Note the CI on pgs 54/55, there is a typo. The correct interval for \(\mu_1 - \mu_2\) for the games data should be:
\[\begin{align} 95\% \mbox{ CI for } \mu_1 - \mu_2: & \overline{y}_1 - \overline{y}_2 \pm t^*_{38} \hat{\sigma}_{\overline{y}_1 - \overline{y}_2}\\ & \overline{y}_1 - \overline{y}_2 \pm t^*_{38} s_p \sqrt{1/n_1 + 1/n_2}\\ & 38.1 - 35.55 \pm 2.02 \times \sqrt{\frac{(19)3.65^2 + (19)3.39^2}{20+20-2}} \sqrt{\frac{1}{20} + \frac{1}{20}}\\ & (0.29 s, 4.81 s) \end{align}\]

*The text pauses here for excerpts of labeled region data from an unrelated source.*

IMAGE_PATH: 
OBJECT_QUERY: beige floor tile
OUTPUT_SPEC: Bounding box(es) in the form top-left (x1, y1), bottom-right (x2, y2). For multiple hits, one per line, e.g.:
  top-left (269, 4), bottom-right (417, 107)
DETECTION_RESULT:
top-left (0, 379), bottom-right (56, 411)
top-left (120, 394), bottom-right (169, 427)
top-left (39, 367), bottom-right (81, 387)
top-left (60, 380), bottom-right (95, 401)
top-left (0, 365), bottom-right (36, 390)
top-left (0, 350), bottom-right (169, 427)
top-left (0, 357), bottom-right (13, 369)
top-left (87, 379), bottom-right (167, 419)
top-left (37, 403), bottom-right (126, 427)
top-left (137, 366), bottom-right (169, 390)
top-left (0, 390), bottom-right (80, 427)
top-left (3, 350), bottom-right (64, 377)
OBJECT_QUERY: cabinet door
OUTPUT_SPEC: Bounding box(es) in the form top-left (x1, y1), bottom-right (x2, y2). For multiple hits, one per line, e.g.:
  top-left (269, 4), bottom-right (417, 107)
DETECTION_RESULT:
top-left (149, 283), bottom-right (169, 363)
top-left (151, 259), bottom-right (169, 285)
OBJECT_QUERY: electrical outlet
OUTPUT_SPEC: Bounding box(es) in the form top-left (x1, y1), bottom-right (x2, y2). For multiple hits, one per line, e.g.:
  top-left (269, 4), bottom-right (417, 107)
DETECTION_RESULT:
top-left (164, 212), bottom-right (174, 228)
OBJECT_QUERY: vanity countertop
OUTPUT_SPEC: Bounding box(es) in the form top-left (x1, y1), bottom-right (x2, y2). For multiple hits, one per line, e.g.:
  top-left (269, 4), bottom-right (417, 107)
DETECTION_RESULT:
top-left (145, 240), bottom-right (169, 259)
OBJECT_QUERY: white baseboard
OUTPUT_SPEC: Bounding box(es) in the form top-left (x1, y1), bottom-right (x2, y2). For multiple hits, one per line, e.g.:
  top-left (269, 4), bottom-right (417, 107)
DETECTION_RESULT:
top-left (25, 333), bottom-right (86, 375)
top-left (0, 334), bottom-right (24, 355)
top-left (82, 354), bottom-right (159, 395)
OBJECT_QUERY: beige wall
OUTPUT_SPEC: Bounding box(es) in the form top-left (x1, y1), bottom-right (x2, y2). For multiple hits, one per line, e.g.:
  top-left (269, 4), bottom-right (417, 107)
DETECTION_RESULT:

3.5 Random Sample vs. Random allocation
Recall what you’ve learned about how good random samples lead to inference about a population. On the other hand, in order to make a causal conclusion, you need a randomized experiment with random allocation of the treatments (impossible to happen in many settings). Random sampling and random allocation are DIFFERENT ideas that should be clear in your mind.
Note: no ANOVA (section 2.4 in Kuiper and Sklar (2013)) or normal probability plots (section 2.8 in Kuiper and Sklar (2013)).